Type of treatment % surface area7
Percentage of the service area with sanitation system 98.50%
Percentage of the on-land service area with sanitation system connected to the wastewater treatment plant 98.50%
Percentage of the on-land area discharging into septic tanks 0.01%

7Those percentages refer to the service area of the port with facilities and where port operations are performed or may be performed. The surface area of the service area that is saltmarsh and with no facilities has not been included in that calculation.


Treatment of rainwater (A_14)

The table below shows collection of rainwater:

Type of system % surface area8
Percentage of land surface area with a rainwater collection system 93.5%
Percentage of service area with a rainwater collection and treatment system 80%

The storm tank to collect rainwater on the Ingeniero Juan Gonzalo Wharf is currently underway.

It should be pointed out that these percentages refer to the service area in which activities are carried out or may be carried out. They exclude the portion of the service area taken up by marshland, with no facilities.


Schematic description of the technical means used to clean the water surface, and weight of floating matter collected during the year (A_15)

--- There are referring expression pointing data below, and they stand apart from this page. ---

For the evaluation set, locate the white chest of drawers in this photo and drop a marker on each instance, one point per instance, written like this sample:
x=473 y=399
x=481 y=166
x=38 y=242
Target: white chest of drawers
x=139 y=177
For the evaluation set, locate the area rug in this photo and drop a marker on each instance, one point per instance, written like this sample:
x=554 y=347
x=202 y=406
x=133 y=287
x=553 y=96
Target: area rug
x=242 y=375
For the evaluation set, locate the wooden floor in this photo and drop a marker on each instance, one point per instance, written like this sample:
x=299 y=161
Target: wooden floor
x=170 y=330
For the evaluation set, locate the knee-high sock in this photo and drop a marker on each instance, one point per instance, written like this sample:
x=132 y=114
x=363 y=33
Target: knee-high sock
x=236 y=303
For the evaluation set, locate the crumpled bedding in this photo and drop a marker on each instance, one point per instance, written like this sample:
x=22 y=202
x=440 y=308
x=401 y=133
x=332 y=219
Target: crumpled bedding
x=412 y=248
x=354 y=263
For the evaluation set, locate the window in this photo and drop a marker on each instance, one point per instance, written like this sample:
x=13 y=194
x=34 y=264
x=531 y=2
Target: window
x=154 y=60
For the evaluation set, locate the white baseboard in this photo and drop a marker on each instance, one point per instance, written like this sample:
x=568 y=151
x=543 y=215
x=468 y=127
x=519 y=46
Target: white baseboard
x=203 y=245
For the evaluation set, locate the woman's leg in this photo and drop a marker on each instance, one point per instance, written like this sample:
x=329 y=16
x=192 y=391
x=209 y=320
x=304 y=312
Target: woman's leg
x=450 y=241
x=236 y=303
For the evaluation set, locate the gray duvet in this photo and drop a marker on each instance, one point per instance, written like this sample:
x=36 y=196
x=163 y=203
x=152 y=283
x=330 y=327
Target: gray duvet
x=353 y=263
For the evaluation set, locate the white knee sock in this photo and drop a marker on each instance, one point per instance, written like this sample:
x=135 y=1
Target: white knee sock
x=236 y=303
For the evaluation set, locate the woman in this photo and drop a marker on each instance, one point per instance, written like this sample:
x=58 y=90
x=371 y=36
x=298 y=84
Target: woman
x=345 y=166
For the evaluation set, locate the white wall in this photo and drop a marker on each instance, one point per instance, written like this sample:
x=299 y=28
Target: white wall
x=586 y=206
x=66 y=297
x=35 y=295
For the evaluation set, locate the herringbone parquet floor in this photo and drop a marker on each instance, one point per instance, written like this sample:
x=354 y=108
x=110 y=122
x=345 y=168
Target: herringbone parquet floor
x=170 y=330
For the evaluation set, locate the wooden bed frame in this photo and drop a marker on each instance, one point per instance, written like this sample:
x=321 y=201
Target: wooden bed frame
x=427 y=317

In July 2018 a new contract was signed for the maintenance of the marking and cleaning of floating matter. Only one cleaning operation was carried out in 2018.

Service to remove floating matter from the port’s water surface in the course of 2018:

  • Nº of craft: 1
  • Cleaning frequency: On request
  • Weight of the waste collected:
    • - Removal of floating material drifting in the navigation channel (January).
    • - Semi-sunk vessel near the Punta del Sebo (November).


Activation of the Internal Maritime Plan (IMP) (A_16)

Type Number
Number of sea pollution incidents not requiring activation of the IMP 0
Number of sea pollution emergencies requiring activation of the IMP. Certain concessions, with no need for activation of the Port's IMP ("Alert") 2
Number of sea pollution emergencies requiring activation of the Port's IMP (“Alert”) 2
Number of sea pollution emergencies requiring activation of the National Maritime Plan (“situation 1 or higher”) 0

* NB: Pursuant to the procedures established in the Huelva Port Authority’s IMP, activation of the IMP for any concession entails activation of the Port Authority’s IMP, or at least its alert phase.

** Activation of the APH IMP in Emergency Phase, Response Level 1.


Volume of wastewater discharges generated by the Port Authority, or discharges via collectors owned by the Port Authority, by types (A_17)

The activities of the Huelva Port Authority that generate wastewater discharges from:

  • Offices, Levante Wharf: ARU
  • South Wharf: ARU
  • Ingeniero Juan Gonzalo Wharf: ARI

The destination of that wastewater:

  • Municipal manifold: Offices, Levante Wharf (Rain)
  • Septic tank: South Wharf (Offices, the rest are clean rainwater)
  • Own treatment: Envisaged at Ingeniero Juan Gonzalo Wharf:

As already discussed, 93.5% of the discharge water comes from rainwater in the service area and it is therefore not feasible to quantify the discharged volume.

There are different clean rainwater points in the service zone, which does not require treatment and there are no devices to measure flow or volume.